I've created a fork with my changes which boils down to the addition of this function: https://github.com/benhowes/pytest-socket/blob/master/pytest_socket.py#L129-L157

It's not in a great shape for a PR at the moment since I opted to ditch python 2.7 and 3.3 at the same time because I wanted to use the ipaddress module which was added in 3.4.

Before I do any work on making it more PR ready, is there an appetite for this @miketheman ?

I've just run into the same issue trying to set up pytest with redis in a Github workflow. Essentially when running tests in a container the redis service is accessible via the redis hostname (see docs) - I guess it's the exact same situation you would run into in a docker-compose setup if your application was running as a container.

Eventually I ended up resolving the issue with this:

      - name: Get Redis IP
        id: redis
        run: |
          redis_ip=$(echo "import socket; print(socket.gethostbyname('redis'))" | python)
          echo ::set-output name=ip::"$redis_ip"

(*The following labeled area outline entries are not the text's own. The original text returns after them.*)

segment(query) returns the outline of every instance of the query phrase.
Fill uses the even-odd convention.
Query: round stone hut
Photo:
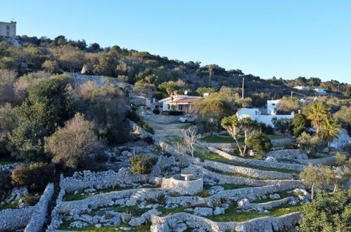
[[[193,195],[203,190],[203,179],[184,173],[172,176],[170,187],[181,195]]]

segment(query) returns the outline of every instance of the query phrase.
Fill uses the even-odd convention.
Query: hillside
[[[0,42],[0,67],[15,70],[18,75],[39,70],[53,73],[80,72],[84,67],[85,74],[115,77],[135,84],[141,92],[151,93],[158,98],[167,95],[167,88],[179,93],[187,90],[189,94],[198,95],[198,88],[214,87],[215,91],[225,86],[241,94],[243,78],[245,96],[253,98],[252,106],[264,106],[267,99],[289,96],[295,85],[340,92],[342,98],[348,98],[350,94],[350,85],[336,81],[322,82],[319,78],[301,77],[295,80],[274,77],[262,79],[244,74],[238,69],[226,70],[215,64],[202,66],[199,62],[170,60],[118,46],[101,48],[96,43],[87,45],[84,40],[68,40],[64,36],[50,39],[25,35],[18,37],[14,43],[3,40]],[[212,68],[210,81],[209,67]],[[164,85],[160,85],[162,83]],[[294,91],[314,95],[310,91]]]

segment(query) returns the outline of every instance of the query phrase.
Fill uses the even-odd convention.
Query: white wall
[[[347,134],[347,130],[342,129],[339,131],[338,138],[330,142],[328,146],[331,148],[340,149],[346,146],[350,141],[351,141],[351,138]]]
[[[268,115],[272,114],[272,110],[276,110],[278,107],[276,105],[280,101],[279,100],[269,100],[267,101],[267,113]]]
[[[290,115],[261,115],[261,112],[260,110],[257,108],[253,109],[241,109],[241,110],[236,112],[236,115],[239,119],[242,119],[245,117],[250,117],[253,120],[255,120],[256,122],[260,123],[263,122],[267,126],[269,125],[272,127],[274,127],[273,122],[272,122],[272,120],[274,117],[276,117],[278,120],[291,120],[294,117],[295,113],[292,112]]]

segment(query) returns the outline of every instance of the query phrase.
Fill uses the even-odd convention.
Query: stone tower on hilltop
[[[0,36],[14,37],[16,36],[16,22],[0,22]]]

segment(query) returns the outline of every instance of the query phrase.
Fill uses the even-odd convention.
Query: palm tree
[[[338,138],[341,127],[336,120],[328,118],[321,123],[321,137],[328,141],[331,141],[334,138]]]
[[[321,124],[326,120],[330,115],[330,109],[326,108],[321,102],[319,101],[312,105],[307,114],[307,119],[311,120],[311,123],[317,129],[317,134],[319,135]]]

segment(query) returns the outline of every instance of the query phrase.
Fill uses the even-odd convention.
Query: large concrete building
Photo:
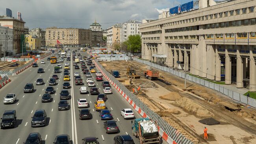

      - run: pytest ... --allow-hosts=127.0.0.1,${{ steps.redis.outputs.ip }}
        env:
          REDIS_HOST: redis
          REDIS_PORT: ${{ job.services.redis.ports[6379] }}

But ideally, I would want to be able to just do this

      - run: pytest ... --allow-hosts=127.0.0.1,redis
        env:
          REDIS_HOST: redis
          REDIS_PORT: ${{ job.services.redis.ports[6379] }}

Are you still planning on submitting a PR for this feature @benhowes, or has an equivalent fix already been added?

[benhowes]

@sondrelg I'm no longer working on a project which uses my fork and I've really lost track of where this library. Sorry!